There’s better education available now than ever before, for kids and parents who are motivated to pursue it. A classical education of Latin, Greek and the four bodily humours does not fill my heart with confidence.

Well, if Curtis believes this point, I hope he remembers that it’s the fault of conservatives in Texas. :smiley:

In short: no, not at all. It’s just different things.

Imagine we’re in the early 20th century, and some moderately prosperous farmers send their first son off to a boarding school back East. He excels, becoming fluent in the classics, history, etc, learning the genteel virtues, stands at the top of his class. After graduating high school, he comes back home for the summer. And everyone thinks he’s an idiot because he doesn’t know how to grow crops!

That’s what we’re seeing nowadays, except the genteel virtues are what the old timers are arguing for without realizing time has passed them by. To succeed in the modern economy, you don’t need to be able to recite prose from In Catilinam (with a Vatican pronunciation). The single most important skill to develop in children now is symbolic logic manipulation. And in that, we excel–tests that attempt to measure that (IQ and SAT, for instance) have shown a consistent increase in scores, given a representative pool of test takers. Critical thinking rules over rote memorization–and anyway the average high school graduate now can probably on average provide factual information faster and more accurately than the average graduate then, so long as you give everyone the tools available to do that (Google! Wiki! Perseus!)

Before, a good science fair project might’ve been reproducing the experiments of Linnaeus, or making a bottle rocket. Yeah, BFD. Compare that to what Intel Science Fair winners are producing.

And I question whether people actually have less exposure to foreign languages now than before. Even if you restrict it to Latin, I went to a very diverse, underprivileged, and underfunded high school earlier this decade and still took 4 years of it, including AP classes. I was taught by someone who had an MA in the field (remember, even if a class was theoretically “taught” there’s no data that I’ve seen that indicates whether teacher’s even knew what they were doing then or if they knew how to teach).

Oh, and Curtis: one of the best things about high schools nowadays is that it’s usually easy for a motivated student to find a sympathetic teacher and organize a self-study course in their room during the period they don’t teach. My senior year I taught myself quantum instead of taking a science class (I had already taken all the ones available, anyway–modern schools are flexible, which allowed this to happen!) Do this, seriously. Might not be possible freshman year, but afterward for sure.
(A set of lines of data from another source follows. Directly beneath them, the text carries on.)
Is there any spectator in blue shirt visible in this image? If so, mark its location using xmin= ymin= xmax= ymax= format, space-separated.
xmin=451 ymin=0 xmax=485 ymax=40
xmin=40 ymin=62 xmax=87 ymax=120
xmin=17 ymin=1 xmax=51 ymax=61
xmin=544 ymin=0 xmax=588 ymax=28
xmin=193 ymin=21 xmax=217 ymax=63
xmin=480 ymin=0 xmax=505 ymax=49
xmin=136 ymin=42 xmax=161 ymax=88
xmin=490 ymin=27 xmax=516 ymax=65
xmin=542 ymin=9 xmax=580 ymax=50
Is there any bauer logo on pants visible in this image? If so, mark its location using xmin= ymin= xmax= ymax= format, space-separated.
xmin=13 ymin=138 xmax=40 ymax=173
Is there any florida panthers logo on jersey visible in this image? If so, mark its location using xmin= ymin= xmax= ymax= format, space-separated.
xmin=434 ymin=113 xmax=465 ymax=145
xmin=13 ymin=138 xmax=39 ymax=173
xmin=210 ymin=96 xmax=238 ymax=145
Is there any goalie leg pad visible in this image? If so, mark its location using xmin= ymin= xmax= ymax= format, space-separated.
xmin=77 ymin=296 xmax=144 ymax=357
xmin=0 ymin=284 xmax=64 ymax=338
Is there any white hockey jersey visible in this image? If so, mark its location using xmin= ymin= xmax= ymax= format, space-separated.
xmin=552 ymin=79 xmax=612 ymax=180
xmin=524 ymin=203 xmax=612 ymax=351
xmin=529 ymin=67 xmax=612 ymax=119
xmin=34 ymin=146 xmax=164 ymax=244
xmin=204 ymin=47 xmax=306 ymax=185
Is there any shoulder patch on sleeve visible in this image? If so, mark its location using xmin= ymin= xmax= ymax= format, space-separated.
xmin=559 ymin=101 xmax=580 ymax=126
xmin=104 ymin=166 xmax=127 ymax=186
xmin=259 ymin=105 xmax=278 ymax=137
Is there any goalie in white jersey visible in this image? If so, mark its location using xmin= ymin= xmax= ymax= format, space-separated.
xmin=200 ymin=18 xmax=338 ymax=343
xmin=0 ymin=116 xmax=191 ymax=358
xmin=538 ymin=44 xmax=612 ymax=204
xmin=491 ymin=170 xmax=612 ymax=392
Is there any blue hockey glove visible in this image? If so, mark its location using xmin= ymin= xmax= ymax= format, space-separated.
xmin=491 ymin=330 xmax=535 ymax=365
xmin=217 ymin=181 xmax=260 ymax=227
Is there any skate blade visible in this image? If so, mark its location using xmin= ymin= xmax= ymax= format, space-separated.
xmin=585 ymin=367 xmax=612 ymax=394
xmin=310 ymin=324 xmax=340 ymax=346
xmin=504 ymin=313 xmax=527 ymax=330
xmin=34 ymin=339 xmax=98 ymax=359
You can study Ancient Greek and Latin and Sanskrit and whatever the hell you want to your heart’s desire.

Old fogies should learn to use a computer before they get up on their pedestals. My little 12yo brother can google circles around my mother. He speaks better Spanish than my father ever did (and that’s saying something). He’s in pre-algebra this year- two years ahead of my parents’ generation.

I suspect that before he gets to high school, he’ll be able to use MS Office suite as well as I could by college graduation. As for sciences, he’ll have had at least 2 years of advanced (post-primary school) classes in geology, physics, chemistry, and biology.

From what I’m told, schools in the 50s and 60s didn’t teach you anything practical. They taught you knowledge that let you ‘fit in’ with the class of people that were doing the hiring. If you couldn’t cut it, you worked in the mill for the rest of your life. That’s nothing to envy. Today, kids learn the things that are useful in life, and for that, they get snubbed by those people that still think school’s purpose is to boost you up a social class.

And for those Luddites that find cell phones and the internet “distractions” that kids spend “too much time” on: Give me a question. Any topic. I’ll see if the 12yo can get you a comprehensive answer faster than the guy with the library and encyclopedias.

Many of them can’t even write coherent sentences in college without extensive remediation. I’ve seen college placement test essays littered with text/IM abbreviations (all writing is not equal, after all, but some don’t appear to know the difference).